Check out market updates

Eight Reasons People Can’t Buy a Home

Buying a home—especially if it’s your first—can involve numerous decisions. Here, offers some tips to make sure you don’t make some common mistakes that could wind up undermining your ability to purchase a house.

1. Don’t waiting to line up financing

Your first step in the home-buying process should be to meet with a mortgage lender to discuss your financing options. You never know what you can afford until you meet with a lender. Just because you think you can buy a $1 million house doesn’t mean you can actually get a loan to purchase a home that nice.

2. Never use a fly-by-night mortgage lender

Placing your trust in a bad lender can cause a deal to fall through, with sellers sometimes rejecting offers because of a buyer’s lender. Ensure your financing is rock-solid by asking your real estate agent for lender recommendations. And be sure to read up on the mortgage basics.

3. Get pre-qualified rather than pre-approved

Pre-qualification and pre-approval might sound similar, but they’re not. Essentially, anyone can get pre-qualified for a loan, because it only involves having a conversation with a lender about the state of your finances (no documents are exchanged). Meanwhile, getting pre-approved involves the lender gathering all necessary documentation (tax returns, bank statements, pay stubs and more), packaging the loan and submitting the file to an underwriter for review. If everything checks out, the lender will issue you a written commitment for financing up to a certain loan amount that’s good for up to 90 or 120 days.

4. Stay within your price range

Resist the temptation to shop online for homes that are simply outside of your price range (for example, how much you’ve been pre-approved for).

5. Don’t make lowball offers in a seller’s market

Rely on your real estate agent to determine whether a house that you’re interested in has a fair listing price. (Your agent will do this by performing a comparative market analysis, which entails looking at recently sold properties that are comparable to the house that’s up for sale.) If a home is priced well, it might make sense to offer full price.
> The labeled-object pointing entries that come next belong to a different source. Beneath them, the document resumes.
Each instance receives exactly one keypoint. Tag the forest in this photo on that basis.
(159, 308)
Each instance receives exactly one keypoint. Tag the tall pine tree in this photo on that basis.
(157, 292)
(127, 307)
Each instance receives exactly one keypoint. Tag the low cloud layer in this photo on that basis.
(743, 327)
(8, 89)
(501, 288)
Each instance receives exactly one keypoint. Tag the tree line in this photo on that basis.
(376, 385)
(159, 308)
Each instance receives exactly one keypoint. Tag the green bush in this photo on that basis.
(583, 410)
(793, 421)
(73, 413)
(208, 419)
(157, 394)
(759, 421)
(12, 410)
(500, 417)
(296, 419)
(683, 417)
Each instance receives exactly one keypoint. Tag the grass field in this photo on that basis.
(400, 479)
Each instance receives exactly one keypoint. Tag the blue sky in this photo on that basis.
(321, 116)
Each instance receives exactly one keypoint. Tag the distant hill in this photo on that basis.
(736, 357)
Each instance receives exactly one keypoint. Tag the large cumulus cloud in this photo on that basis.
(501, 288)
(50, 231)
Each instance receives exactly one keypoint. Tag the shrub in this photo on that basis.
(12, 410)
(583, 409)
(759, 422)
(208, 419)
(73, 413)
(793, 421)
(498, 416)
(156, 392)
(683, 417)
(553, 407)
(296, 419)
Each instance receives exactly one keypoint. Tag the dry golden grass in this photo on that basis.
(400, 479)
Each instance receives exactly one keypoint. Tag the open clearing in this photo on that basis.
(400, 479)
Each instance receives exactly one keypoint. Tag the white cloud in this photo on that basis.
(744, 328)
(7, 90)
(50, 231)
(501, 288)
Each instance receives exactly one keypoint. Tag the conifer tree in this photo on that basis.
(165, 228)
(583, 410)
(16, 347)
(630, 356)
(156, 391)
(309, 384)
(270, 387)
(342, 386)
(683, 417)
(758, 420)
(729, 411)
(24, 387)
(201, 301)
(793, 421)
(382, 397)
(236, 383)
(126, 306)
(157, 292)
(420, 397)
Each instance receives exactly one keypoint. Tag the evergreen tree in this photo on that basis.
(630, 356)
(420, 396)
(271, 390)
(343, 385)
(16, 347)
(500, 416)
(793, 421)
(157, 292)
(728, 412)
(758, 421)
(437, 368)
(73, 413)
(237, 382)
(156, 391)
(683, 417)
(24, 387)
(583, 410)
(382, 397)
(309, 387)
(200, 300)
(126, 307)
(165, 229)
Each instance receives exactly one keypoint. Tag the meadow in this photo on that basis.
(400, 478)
6. Never write a bad personal letter to the seller

If you’re competing against other buyers, writing the seller a personal letter can help strengthen your offer. But don’t overshare, in which case a letter can actually hurt your offer. Stick to the fact that you love the house and the neighborhood, and don’t get into personal details—such as the fact that you’ve lost out on other homes or want to remodel the dated kitchen.

7. Avoid making a big purchase while in escrow

Some home buyers make the mistake of opening new credit accounts while they’re in the process of buying a house. However, purchasing a big-ticket item such as a car or a boat while you’re buying a house can jeopardize your financing because your mortgage lender’s underwriter will re-evaluate your finances and recheck your credit report shortly before closing to determine that you’re still able to qualify for the loan.

8. Don’t forget to budget for closing costs

If you don’t have enough cash to cover closing costs, you won’t make it to settlement; and if that’s the case, you could lose your earnest money deposit. Make sure to get an estimate from your mortgage lender of what your closing costs will be before making an offer on a property. Closing costs vary widely by location, but they typically total 2 percent to 7 percent of the home’s purchase price. For example, your closing costs could come to $5,000 to $17,500 on a $250,000 home. Both buyers and sellers usually pitch in on closing costs, but buyers shoulder the share of the load (3 percent to 4 percent of the home’s price) compared with sellers (1 percent to 3 percent), so make sure you have enough cash on hand to pay your portion.